Reason's work opened the door to a model that takes a sort of statistical approach: there are 'latent conditions' that stay dormant in a system and combine with one another. Once a trigger activates them (unsafe acts, wear and tear), they can overcome the system's defences and cause accidents.

This is generally known as the swiss cheese model, but I'm avoiding the term here because the swiss cheese model is one of these things where people saw a diagram and ran with it. A lot of swiss cheese models out there are just the domino model with new graphics.

Namely, Reason's latent failure model is meant to be non-linear and somewhat probabilistic. It can be often used when doing epidemiological approaches (large population-based studies) such as around traffic and road safety: there are more risk factors than can be removed, but by studying common elements to many incidents, we can make high-level interventions that overall help prevent incidents.

One example of this could be the idea that SUVs are bigger and cause more pedestrian deaths. Reducing car sizes can reduce overall injuries and deaths in the system (mostly pedestrians) despite the car often feeling safer for the driver.

Drift Model

The drift model came up later as a sort of refinement over MMD and other points made by Reason and 20+ years of research.

In the drift model, competing pressures are forcing people to operate closer and closer to the incident boundary (which is fuzzy and unknown until an incident happens). Systemic effects therefore can drive an organization towards risk and failure.

There is therefore an ongoing balance between the sharp end (practitioner) and blunt end (policies, management, etc.) in moving the needle of practice.

This model is probably where I'd put terms you might have heard such as "normalization of deviance." Note however that people tend to assume normalization of deviance means people breaking rules and becoming careless. In practice, safety practitioners and researchers will avoid making the judgment that rules and procedures are right by default. In fact, normalization of deviance is often a source of normal variation and adaptation to pressures.

The risk isn't in deviating from the procedures, but in deviating between how work is done and how people imagine it (and prescribe it) to be done. The wider the gap, the more you risk losing sight of how things work and operate on false pretenses.

Resilience Engineering

Resilience Engineering is a sort of newer approach, which states that variation and improvisation are actually frequent, daily, critical parts of running complex systems. Approaches that aim to remove all variations and risk also end up removing adaptive capacity and may reduce the ability of practitioners to keep things working properly.

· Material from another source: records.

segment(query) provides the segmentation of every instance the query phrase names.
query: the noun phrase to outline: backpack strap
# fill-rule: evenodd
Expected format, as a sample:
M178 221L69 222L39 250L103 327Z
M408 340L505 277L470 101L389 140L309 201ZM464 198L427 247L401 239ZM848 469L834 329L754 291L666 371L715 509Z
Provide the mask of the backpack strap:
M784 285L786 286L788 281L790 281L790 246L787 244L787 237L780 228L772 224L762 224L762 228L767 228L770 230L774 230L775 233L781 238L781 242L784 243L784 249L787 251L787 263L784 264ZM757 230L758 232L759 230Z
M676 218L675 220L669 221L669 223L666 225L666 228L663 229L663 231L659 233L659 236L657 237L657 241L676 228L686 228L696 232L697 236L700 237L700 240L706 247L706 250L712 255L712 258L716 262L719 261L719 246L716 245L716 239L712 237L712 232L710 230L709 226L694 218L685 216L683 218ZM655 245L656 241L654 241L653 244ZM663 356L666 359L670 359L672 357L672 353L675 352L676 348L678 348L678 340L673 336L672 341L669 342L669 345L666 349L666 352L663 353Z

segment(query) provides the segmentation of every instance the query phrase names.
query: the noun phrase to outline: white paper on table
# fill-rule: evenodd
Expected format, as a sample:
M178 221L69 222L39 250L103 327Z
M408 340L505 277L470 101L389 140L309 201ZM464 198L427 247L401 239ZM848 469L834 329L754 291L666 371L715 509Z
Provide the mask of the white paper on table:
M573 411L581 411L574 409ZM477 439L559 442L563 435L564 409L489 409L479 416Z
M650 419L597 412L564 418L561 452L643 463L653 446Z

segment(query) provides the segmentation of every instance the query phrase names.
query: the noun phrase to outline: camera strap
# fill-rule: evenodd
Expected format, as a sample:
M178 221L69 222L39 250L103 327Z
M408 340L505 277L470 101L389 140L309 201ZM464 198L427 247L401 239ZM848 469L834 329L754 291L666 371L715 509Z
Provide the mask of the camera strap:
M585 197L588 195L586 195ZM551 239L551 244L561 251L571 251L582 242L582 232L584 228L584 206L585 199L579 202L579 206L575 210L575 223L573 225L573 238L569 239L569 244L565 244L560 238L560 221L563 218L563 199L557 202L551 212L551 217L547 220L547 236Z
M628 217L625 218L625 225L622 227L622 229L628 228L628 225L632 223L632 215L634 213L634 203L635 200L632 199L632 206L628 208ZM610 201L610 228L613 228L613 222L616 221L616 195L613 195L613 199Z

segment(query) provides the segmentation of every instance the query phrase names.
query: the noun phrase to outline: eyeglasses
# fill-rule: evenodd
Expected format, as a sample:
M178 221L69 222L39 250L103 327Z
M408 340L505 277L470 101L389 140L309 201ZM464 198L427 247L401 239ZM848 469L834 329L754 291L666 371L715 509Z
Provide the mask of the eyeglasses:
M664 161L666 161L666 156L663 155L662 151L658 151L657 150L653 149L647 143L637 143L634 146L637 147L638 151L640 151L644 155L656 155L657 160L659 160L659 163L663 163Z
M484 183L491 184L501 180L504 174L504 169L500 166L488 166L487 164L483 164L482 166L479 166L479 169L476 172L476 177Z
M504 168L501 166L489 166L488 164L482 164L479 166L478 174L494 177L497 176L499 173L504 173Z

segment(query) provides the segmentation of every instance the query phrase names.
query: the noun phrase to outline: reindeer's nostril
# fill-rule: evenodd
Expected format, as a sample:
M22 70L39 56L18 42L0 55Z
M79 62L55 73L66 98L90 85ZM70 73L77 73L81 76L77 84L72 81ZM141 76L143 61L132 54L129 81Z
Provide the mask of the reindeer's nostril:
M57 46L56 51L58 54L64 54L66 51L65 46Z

Resilience Engineering takes a strong focus on what usually goes right to find sources of adaptive capacity, and to reinforce these adaptive patterns within organizations. It focuses on doing deep dives and analysis of normal work to find the best point of intervention to give people more capacity.

A final note

All in all, these models aren't a whole ordeal where one is right and the others are wrong. I'm also missing a ton of models and variations of models. Some are far more dated than others (eg. domino theory) and show fewer good contexts in which they can be usefully applied.

Generally the trend has been to go from simpler, linear causal model into more complex and systemic perspectives, where people and components of socio-technical systems have to cope with emergent complexity in ways that cannot be removed from their context.

Explanations that rely on simple cause and effect will tend to focus on specific trees and miss critical ecosystemic interactions.